The degree of isomerization, based on the linoleic acid ester content of the starting material, was 24.5, N, 0 Example 19 The multiple reusability of the catalyst combinations emerges from the following experiments: 75 ml of soy acid were added under a nitrogen atmosphere 0.9 g of (3P) 2 Rh CO Cl and 0.5 g of Sn C12 2 H20 were added and the mixture was stirred Heated to 1400 C for 30 hours. The product distilled off from the catalyst had a degree of isomerization of 68.2%. The distillation residue was again with 30 ml of soy acid are added and the mixture is kept at 1500 C for 15 hours.

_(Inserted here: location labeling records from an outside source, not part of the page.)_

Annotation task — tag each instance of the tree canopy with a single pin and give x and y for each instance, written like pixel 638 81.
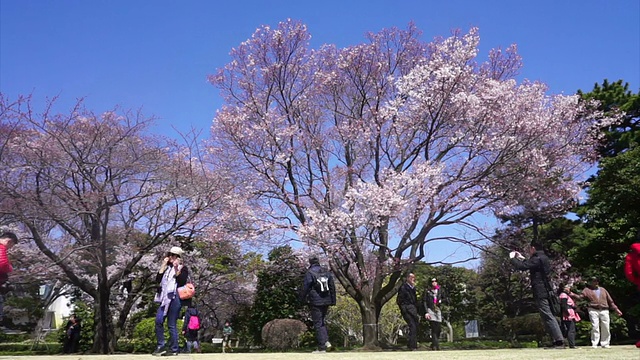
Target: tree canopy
pixel 363 151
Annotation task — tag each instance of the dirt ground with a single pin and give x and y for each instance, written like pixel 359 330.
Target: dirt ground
pixel 628 352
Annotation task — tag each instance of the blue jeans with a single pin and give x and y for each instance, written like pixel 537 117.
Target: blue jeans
pixel 318 313
pixel 172 320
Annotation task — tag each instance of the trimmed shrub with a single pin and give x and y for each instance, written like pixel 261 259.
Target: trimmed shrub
pixel 283 334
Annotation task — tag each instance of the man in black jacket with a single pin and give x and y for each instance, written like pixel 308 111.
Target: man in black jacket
pixel 319 291
pixel 407 300
pixel 539 269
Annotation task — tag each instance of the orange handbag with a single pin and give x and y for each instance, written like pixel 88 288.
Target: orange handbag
pixel 187 291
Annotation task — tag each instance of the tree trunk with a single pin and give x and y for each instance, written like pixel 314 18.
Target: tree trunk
pixel 104 339
pixel 370 315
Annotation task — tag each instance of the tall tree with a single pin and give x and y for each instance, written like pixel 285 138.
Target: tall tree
pixel 97 196
pixel 364 151
pixel 611 213
pixel 614 97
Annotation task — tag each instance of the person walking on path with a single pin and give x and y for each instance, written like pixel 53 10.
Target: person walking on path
pixel 319 291
pixel 632 267
pixel 408 303
pixel 539 268
pixel 569 316
pixel 227 331
pixel 599 304
pixel 433 299
pixel 171 275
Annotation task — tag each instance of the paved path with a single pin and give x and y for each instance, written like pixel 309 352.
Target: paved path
pixel 628 352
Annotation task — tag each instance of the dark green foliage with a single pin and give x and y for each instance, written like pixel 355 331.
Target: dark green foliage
pixel 617 96
pixel 459 285
pixel 611 214
pixel 277 291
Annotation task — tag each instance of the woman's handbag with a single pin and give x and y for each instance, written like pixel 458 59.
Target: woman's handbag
pixel 187 291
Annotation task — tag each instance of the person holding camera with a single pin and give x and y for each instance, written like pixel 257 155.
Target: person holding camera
pixel 432 300
pixel 599 304
pixel 539 268
pixel 171 275
pixel 7 241
pixel 407 301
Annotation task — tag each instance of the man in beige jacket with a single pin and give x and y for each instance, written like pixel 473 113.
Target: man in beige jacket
pixel 599 304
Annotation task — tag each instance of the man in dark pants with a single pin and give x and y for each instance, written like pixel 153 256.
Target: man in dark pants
pixel 319 291
pixel 539 269
pixel 407 300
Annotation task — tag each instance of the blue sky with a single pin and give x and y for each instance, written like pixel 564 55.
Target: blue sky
pixel 156 55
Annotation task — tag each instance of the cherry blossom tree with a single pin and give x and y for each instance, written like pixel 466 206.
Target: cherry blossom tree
pixel 364 151
pixel 101 200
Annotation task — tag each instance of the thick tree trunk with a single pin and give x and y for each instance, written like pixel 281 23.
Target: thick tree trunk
pixel 370 317
pixel 104 337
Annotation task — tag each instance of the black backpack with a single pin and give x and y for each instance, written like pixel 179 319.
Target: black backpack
pixel 321 281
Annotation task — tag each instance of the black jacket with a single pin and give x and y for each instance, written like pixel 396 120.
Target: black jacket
pixel 427 299
pixel 309 293
pixel 539 269
pixel 407 295
pixel 181 280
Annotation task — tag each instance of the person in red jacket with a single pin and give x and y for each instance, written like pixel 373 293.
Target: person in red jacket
pixel 632 265
pixel 632 268
pixel 7 241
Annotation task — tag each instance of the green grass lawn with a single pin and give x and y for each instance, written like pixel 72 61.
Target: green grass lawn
pixel 626 352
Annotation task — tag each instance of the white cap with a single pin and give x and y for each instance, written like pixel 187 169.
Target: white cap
pixel 176 250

The degree of isomerization of the product resulting from the distillation was 76.5%. Another 30 ml of soy acid were added to the distillation residue and heated to 1500 C for 40 hours. A fatty acid mixture was obtained by distillation obtained with the degree of isomerization 72%.

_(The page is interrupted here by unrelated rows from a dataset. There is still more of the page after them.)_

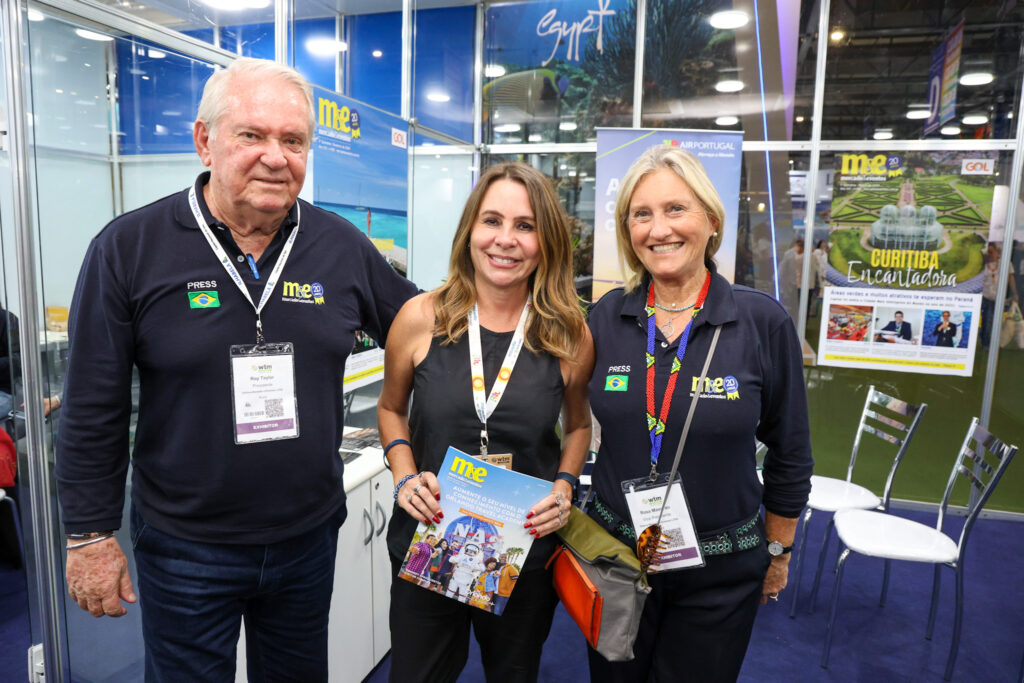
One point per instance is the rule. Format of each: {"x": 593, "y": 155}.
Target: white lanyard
{"x": 225, "y": 260}
{"x": 484, "y": 408}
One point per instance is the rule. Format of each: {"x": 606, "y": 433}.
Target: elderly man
{"x": 238, "y": 305}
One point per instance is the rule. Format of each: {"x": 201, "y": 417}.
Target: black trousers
{"x": 695, "y": 625}
{"x": 430, "y": 632}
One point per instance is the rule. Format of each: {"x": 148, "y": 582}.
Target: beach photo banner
{"x": 359, "y": 170}
{"x": 721, "y": 154}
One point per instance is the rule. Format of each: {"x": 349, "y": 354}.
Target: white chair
{"x": 882, "y": 535}
{"x": 891, "y": 420}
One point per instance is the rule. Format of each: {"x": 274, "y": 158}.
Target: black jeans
{"x": 195, "y": 595}
{"x": 695, "y": 625}
{"x": 430, "y": 632}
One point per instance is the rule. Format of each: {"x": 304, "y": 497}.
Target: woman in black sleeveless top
{"x": 512, "y": 249}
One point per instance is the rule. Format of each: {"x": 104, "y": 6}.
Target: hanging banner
{"x": 359, "y": 170}
{"x": 619, "y": 147}
{"x": 906, "y": 260}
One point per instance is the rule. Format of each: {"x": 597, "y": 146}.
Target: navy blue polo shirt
{"x": 133, "y": 307}
{"x": 760, "y": 351}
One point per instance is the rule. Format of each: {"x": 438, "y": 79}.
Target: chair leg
{"x": 821, "y": 563}
{"x": 957, "y": 622}
{"x": 835, "y": 604}
{"x": 17, "y": 526}
{"x": 800, "y": 562}
{"x": 934, "y": 607}
{"x": 885, "y": 585}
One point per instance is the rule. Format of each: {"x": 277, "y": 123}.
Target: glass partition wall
{"x": 110, "y": 90}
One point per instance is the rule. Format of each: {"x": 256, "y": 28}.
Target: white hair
{"x": 214, "y": 101}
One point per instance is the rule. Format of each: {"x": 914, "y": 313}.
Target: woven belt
{"x": 742, "y": 537}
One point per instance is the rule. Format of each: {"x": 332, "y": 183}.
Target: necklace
{"x": 674, "y": 310}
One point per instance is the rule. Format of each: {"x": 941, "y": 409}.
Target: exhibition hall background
{"x": 100, "y": 94}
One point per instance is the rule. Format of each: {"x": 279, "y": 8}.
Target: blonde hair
{"x": 214, "y": 101}
{"x": 556, "y": 325}
{"x": 692, "y": 172}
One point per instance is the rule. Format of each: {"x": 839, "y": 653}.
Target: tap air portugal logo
{"x": 302, "y": 293}
{"x": 203, "y": 294}
{"x": 717, "y": 387}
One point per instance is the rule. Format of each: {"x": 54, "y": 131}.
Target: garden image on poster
{"x": 910, "y": 220}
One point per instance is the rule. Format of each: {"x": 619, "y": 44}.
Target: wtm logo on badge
{"x": 204, "y": 300}
{"x": 616, "y": 382}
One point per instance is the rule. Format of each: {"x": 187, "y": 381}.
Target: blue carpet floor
{"x": 872, "y": 644}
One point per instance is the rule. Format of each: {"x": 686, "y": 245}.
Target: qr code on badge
{"x": 675, "y": 536}
{"x": 274, "y": 408}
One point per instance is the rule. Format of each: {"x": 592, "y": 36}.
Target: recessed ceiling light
{"x": 92, "y": 35}
{"x": 729, "y": 86}
{"x": 977, "y": 78}
{"x": 732, "y": 18}
{"x": 326, "y": 47}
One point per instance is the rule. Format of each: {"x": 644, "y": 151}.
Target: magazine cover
{"x": 475, "y": 554}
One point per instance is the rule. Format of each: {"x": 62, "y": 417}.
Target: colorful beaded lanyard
{"x": 656, "y": 425}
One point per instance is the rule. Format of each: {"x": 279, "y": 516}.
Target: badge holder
{"x": 645, "y": 498}
{"x": 264, "y": 404}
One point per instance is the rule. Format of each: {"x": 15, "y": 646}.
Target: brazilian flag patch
{"x": 616, "y": 383}
{"x": 204, "y": 300}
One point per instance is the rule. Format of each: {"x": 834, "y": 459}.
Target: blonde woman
{"x": 509, "y": 280}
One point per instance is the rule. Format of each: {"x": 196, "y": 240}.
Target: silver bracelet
{"x": 89, "y": 542}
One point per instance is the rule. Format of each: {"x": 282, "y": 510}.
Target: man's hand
{"x": 97, "y": 579}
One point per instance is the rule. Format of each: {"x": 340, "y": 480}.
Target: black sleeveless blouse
{"x": 523, "y": 424}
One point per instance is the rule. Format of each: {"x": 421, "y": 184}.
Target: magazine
{"x": 476, "y": 552}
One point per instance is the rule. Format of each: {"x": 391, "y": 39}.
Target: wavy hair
{"x": 692, "y": 172}
{"x": 556, "y": 325}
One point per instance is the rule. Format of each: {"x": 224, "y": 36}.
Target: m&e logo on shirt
{"x": 311, "y": 293}
{"x": 204, "y": 300}
{"x": 616, "y": 383}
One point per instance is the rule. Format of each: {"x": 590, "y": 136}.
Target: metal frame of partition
{"x": 43, "y": 523}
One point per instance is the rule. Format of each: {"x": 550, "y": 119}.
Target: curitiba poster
{"x": 906, "y": 260}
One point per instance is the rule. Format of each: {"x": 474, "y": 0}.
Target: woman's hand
{"x": 419, "y": 498}
{"x": 552, "y": 512}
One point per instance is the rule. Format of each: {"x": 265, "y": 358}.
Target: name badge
{"x": 645, "y": 498}
{"x": 264, "y": 402}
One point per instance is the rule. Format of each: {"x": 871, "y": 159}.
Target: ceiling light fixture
{"x": 729, "y": 86}
{"x": 731, "y": 18}
{"x": 977, "y": 78}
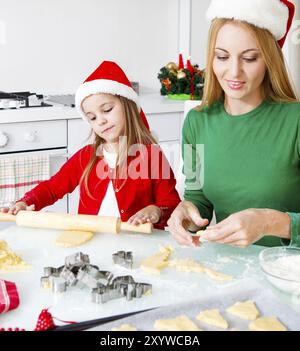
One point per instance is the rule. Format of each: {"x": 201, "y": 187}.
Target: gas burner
{"x": 22, "y": 99}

Similar results were obtained with a catalyst combination of 0.2 g (3P) 3 Rh Cl and 0.1 g Sn Cl2 2 H2O were obtained.

Claims (7)

P a t e n t a n 8 p r a c h e 1. Process for catalytic isomerization, olefinically unsaturated he compounds with the formation of structures with conjugated double bonds, characterized in that complex compounds are used as isomerization catalysts of mono- and trivalent rhodium and / or bivalent and trivalent ruthenium in Combination with metal halides from the class of the chlorides and / or bromides of Copper (II), mercury (II) aluminum, tin (II) and (IV), antimony (III), bismuth (III) can be used. 2. The method according to claim 1, characterized in that the rhodium and / or ruthenium complexes contain halogen ligands. 3. The method according to claim 1 - 2, characterized in that the Rhodium and / or ruthenium complexes contain chlorine ligands. 4. The method according to claim 1-3, characterized in that the Cocatalyst is a chloride. 5. The method according to claim 1-4, characterized in that the The cocatalyst is a chloride of tin, in particular the compound Sn Cl2 2 H20. 6. The method according to claim 1-5, characterized in that the Catalyst combinations rhodium and / or fluthenium complex and cocatalyst im Molar ratio 1: 1 to 1:15, preferably 1: 2 to 1:10. 7. The method according to claim 1-6, characterized in that as olefinically unsaturated compounds containing polyunsaturated 6 -24 carbon atoms Carboxylic acids are used in the form of their esters and especially in the form of the free acids will.